A cultured bacteria of a species multiplied at a rate that is directly proportional to the number of cultured bacteria in the culture. If x is the number of bacteria in the culture in time t seconds write down the differential equation that describes the growth of the bacteria. At the beginning of the experiment, there were 1000 bacteria of a certain species. It was known that the cultured bacteria multiply at a rate of 1.5 times per hour. Find the number of bacteria in the culture after 3 hours.

Homework Equations

The Attempt at a Solution

The differential equation is dx/dt=kx with solution x=1000e^(kt)

It was known that the cultured bacteria multiply at a rate of 1.5 times per hour. What did this line imply?

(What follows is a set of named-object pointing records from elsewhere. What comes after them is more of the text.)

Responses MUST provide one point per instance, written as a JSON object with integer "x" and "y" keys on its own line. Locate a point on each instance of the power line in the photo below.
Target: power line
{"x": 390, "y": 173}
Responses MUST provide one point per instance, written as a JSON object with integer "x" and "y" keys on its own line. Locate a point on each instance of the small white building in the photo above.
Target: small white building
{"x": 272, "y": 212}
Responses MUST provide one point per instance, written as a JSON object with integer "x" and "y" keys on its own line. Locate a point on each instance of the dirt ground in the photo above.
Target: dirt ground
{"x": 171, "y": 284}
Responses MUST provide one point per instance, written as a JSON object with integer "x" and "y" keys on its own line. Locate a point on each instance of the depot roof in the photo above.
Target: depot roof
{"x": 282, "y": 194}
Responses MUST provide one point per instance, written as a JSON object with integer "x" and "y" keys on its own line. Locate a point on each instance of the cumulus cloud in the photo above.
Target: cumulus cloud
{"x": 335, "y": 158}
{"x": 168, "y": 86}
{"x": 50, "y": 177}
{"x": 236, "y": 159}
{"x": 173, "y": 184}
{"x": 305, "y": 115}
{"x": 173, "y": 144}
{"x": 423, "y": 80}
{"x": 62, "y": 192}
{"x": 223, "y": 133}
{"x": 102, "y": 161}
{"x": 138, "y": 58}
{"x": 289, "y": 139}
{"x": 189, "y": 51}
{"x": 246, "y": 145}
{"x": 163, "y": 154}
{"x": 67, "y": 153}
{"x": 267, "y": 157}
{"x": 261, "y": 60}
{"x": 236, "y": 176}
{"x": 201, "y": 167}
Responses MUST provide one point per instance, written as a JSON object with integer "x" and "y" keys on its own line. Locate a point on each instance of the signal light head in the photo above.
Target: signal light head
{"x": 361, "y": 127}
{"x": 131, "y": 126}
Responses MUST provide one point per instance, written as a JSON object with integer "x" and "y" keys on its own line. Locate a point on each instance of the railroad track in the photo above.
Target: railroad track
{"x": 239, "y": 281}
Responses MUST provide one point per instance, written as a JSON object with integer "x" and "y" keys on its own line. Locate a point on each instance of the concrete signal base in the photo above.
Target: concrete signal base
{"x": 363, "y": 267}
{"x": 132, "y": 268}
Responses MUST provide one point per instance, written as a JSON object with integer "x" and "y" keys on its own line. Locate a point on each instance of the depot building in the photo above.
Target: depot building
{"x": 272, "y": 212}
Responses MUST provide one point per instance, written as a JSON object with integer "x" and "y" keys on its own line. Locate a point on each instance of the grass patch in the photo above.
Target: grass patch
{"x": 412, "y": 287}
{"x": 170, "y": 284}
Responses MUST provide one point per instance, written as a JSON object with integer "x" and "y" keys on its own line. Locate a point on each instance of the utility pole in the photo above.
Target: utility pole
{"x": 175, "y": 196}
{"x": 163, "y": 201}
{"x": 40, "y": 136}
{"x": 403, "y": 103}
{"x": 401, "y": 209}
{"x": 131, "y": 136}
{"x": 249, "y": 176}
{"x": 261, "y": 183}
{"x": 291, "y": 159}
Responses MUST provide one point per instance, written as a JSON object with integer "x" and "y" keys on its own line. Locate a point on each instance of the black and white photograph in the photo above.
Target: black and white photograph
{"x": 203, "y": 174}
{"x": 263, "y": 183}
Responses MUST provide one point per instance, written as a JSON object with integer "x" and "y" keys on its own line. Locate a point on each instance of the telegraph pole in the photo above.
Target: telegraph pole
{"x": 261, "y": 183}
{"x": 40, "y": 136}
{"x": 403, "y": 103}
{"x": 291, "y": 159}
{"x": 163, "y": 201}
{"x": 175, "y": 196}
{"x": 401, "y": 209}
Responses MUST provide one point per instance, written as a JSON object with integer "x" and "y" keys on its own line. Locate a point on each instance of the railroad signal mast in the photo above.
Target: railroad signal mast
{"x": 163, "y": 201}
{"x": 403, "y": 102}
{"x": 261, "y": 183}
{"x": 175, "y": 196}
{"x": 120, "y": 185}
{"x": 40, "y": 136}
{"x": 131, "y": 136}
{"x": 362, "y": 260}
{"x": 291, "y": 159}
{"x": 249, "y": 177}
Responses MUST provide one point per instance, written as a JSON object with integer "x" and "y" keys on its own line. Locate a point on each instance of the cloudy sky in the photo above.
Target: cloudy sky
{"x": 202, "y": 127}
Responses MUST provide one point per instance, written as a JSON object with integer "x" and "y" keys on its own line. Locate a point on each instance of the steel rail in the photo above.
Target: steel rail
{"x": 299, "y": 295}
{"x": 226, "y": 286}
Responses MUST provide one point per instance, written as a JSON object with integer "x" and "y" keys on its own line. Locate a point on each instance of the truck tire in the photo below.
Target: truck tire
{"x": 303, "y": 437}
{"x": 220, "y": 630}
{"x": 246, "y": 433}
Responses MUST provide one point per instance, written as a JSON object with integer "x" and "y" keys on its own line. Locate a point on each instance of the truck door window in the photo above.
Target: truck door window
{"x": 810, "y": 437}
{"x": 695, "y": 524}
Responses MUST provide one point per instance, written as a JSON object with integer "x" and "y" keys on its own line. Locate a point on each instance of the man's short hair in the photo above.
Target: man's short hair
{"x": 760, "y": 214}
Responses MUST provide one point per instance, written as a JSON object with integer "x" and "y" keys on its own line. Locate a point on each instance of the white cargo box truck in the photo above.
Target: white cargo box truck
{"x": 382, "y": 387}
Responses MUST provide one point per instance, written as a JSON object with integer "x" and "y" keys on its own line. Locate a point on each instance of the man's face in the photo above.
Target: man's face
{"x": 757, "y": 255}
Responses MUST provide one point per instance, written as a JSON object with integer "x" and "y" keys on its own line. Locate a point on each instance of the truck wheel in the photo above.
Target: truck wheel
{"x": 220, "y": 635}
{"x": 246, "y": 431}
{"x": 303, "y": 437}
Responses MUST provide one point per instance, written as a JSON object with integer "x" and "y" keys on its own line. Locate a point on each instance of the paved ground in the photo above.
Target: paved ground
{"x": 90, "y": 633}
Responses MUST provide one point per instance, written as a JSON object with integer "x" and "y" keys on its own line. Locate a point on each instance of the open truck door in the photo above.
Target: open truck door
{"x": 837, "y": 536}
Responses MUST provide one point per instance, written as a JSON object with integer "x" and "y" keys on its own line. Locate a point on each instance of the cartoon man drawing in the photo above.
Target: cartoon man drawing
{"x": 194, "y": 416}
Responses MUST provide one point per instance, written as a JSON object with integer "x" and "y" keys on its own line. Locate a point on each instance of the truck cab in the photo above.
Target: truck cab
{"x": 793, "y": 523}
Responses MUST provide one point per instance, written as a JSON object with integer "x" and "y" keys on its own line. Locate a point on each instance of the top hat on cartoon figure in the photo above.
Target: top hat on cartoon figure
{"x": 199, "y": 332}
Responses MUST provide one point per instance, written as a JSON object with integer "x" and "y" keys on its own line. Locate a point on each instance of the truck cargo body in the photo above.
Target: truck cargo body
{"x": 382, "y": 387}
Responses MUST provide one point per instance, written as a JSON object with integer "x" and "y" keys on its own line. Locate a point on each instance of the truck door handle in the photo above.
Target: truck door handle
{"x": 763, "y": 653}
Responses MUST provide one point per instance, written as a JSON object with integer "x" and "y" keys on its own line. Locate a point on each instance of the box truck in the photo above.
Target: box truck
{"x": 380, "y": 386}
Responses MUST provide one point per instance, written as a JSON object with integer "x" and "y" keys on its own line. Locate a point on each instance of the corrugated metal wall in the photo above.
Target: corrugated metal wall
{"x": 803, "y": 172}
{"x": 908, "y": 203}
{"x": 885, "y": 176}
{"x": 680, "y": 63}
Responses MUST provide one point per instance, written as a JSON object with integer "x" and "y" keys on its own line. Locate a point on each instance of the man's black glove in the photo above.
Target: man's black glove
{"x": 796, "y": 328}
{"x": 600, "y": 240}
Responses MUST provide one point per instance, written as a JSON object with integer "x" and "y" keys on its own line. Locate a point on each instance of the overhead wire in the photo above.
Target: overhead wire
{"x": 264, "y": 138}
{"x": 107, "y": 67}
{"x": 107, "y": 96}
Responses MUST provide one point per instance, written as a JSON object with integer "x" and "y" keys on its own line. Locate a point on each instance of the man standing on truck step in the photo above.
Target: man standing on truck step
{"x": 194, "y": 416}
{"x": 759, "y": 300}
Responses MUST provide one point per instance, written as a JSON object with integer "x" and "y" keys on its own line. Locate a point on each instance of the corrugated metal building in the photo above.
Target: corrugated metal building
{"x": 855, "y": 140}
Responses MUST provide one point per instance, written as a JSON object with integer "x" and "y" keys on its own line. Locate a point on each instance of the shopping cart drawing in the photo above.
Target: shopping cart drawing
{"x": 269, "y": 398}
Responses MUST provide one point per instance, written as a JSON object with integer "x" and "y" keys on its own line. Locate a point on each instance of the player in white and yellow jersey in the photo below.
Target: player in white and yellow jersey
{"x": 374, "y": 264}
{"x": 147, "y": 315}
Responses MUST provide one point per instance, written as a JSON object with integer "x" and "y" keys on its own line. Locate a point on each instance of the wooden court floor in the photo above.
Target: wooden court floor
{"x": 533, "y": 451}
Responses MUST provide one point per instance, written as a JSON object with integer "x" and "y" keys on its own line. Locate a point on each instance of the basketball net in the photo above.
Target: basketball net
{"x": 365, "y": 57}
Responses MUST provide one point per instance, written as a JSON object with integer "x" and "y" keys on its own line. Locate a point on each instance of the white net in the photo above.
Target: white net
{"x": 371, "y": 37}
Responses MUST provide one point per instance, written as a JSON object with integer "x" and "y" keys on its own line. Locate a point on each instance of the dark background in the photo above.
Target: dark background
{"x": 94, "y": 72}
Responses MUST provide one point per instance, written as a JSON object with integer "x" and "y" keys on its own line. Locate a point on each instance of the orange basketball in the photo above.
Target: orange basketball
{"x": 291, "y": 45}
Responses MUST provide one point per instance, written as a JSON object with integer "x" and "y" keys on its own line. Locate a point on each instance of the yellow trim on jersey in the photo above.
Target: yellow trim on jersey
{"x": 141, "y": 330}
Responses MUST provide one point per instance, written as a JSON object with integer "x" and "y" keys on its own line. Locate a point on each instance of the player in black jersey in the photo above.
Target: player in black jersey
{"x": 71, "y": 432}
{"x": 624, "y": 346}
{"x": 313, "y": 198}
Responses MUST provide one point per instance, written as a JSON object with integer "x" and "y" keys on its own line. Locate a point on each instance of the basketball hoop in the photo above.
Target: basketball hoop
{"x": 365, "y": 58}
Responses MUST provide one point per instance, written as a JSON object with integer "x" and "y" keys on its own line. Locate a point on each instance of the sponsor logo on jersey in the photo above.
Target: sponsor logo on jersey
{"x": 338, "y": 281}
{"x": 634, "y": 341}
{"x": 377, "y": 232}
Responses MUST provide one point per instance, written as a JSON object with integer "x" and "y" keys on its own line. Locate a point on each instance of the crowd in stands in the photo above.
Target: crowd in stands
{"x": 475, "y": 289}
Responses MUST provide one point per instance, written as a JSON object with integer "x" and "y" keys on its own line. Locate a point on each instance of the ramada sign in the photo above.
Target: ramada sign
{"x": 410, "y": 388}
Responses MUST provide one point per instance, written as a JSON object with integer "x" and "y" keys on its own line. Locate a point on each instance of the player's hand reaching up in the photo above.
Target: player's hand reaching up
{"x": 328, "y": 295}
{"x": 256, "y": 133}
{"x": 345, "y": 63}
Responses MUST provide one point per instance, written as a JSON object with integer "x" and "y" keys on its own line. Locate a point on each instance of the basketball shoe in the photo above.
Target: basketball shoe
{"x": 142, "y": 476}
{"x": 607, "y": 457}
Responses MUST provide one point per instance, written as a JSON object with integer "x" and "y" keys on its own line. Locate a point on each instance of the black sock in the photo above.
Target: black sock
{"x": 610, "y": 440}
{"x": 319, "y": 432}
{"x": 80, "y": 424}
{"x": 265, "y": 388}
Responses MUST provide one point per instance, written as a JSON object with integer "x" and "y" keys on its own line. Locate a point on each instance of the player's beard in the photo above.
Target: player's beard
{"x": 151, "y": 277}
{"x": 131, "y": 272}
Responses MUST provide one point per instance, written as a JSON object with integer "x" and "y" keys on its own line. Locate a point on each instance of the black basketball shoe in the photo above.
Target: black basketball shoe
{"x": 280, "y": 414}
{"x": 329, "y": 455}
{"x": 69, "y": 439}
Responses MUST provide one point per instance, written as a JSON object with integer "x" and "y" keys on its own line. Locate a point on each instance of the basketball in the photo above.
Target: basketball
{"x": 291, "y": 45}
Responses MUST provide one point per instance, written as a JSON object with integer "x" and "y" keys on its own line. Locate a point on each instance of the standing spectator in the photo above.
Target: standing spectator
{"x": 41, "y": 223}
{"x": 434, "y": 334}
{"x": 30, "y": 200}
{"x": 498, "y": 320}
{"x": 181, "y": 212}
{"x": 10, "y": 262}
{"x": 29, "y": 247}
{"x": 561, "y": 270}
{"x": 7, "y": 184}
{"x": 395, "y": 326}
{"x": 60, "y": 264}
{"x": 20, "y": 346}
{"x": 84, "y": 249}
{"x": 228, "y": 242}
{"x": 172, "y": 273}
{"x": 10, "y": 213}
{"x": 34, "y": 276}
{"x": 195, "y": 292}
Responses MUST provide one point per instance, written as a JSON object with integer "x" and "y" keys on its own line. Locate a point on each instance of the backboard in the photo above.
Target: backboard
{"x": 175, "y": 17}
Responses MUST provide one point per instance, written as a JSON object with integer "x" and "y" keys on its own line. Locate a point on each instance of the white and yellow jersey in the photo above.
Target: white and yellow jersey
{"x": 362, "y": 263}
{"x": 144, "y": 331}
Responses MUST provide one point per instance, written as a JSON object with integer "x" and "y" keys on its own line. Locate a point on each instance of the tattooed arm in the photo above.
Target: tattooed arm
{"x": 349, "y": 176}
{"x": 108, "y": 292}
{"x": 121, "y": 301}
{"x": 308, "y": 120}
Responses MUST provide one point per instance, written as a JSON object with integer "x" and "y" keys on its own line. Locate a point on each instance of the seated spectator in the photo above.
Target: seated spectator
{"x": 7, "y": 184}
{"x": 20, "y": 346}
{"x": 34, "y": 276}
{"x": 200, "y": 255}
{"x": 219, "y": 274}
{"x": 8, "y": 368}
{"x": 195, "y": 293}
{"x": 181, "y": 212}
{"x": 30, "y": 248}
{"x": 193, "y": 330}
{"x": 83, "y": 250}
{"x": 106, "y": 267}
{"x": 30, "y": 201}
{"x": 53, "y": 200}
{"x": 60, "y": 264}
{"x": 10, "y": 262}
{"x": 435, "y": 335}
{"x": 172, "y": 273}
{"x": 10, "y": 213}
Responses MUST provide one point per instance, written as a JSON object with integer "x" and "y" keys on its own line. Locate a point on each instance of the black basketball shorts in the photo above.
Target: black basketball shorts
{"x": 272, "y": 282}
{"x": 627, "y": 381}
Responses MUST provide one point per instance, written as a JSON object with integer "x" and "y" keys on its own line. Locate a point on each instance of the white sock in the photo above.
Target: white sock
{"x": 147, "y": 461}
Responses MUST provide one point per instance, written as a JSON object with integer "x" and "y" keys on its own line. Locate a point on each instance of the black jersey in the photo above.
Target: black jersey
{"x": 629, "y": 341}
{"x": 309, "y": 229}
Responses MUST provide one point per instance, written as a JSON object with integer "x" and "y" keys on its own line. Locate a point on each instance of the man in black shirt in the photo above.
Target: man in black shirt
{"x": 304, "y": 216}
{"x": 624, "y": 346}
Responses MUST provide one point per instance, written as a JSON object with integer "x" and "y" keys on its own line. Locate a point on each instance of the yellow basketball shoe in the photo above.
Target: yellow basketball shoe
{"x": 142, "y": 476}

since in one hour it multiplied 1.5 times, then in 3 hours would be 4.5 times. Simply take 1000 multiplied by 4.5 to get the answer?

 

[Mentallic]

It was known that the cultured bacteria multiply at a rate of 1.5 times per hour. What did this line imply?

After 1 hour the bacteria has multiplied by 1.5 times. You need to use this information to find the constant of exponentiation k.

since in one hour it multiplied 1.5 times, then in 3 hours would be 4.5 times. Simply take 1000 multiplied by 4.5 to get the answer?

Definitely not. This is not a linear problem.
In the second hour, we already have 1.5x the original bacteria population and now we're going to take 1.5x that population, not the original.

 

[thereddevils]

After 1 hour the bacteria has multiplied by 1.5 times. You need to use this information to find the constant of exponentiation k.


Definitely not. This is not a linear problem.
In the second hour, we already have 1.5x the original bacteria population and now we're going to take 1.5x that population, not the original.

ok thanks,

dx/dt=1.5=kx

k=1.5/x

x=1000e^(1.5t/x)

Then when t=3, x=1000e^(4.5/x)

so i solve for x here?

 

[Mentallic]

You have x=1000e^{kt}

And we are given that at time t=0 there are 1000 bacteria, so x=1000 at t=0, which is true by the formula given. We are also given that at time t=1 (we are assuming t is in hours here to make things simple) that the bacteria is 1.5 times the original number, so x=1500 at t=1. Here if we plug this into the equation we can solve for k to find its value. Now we use this value of k to find the value of x at t=3.

 

[thereddevils]

You have x=1000e^{kt}

And we are given that at time t=0 there are 1000 bacteria, so x=1000 at t=0, which is true by the formula given. We are also given that at time t=1 (we are assuming t is in hours here to make things simple) that the bacteria is 1.5 times the original number, so x=1500 at t=1. Here if we plug this into the equation we can solve for k to find its value. Now we use this value of k to find the value of x at t=3.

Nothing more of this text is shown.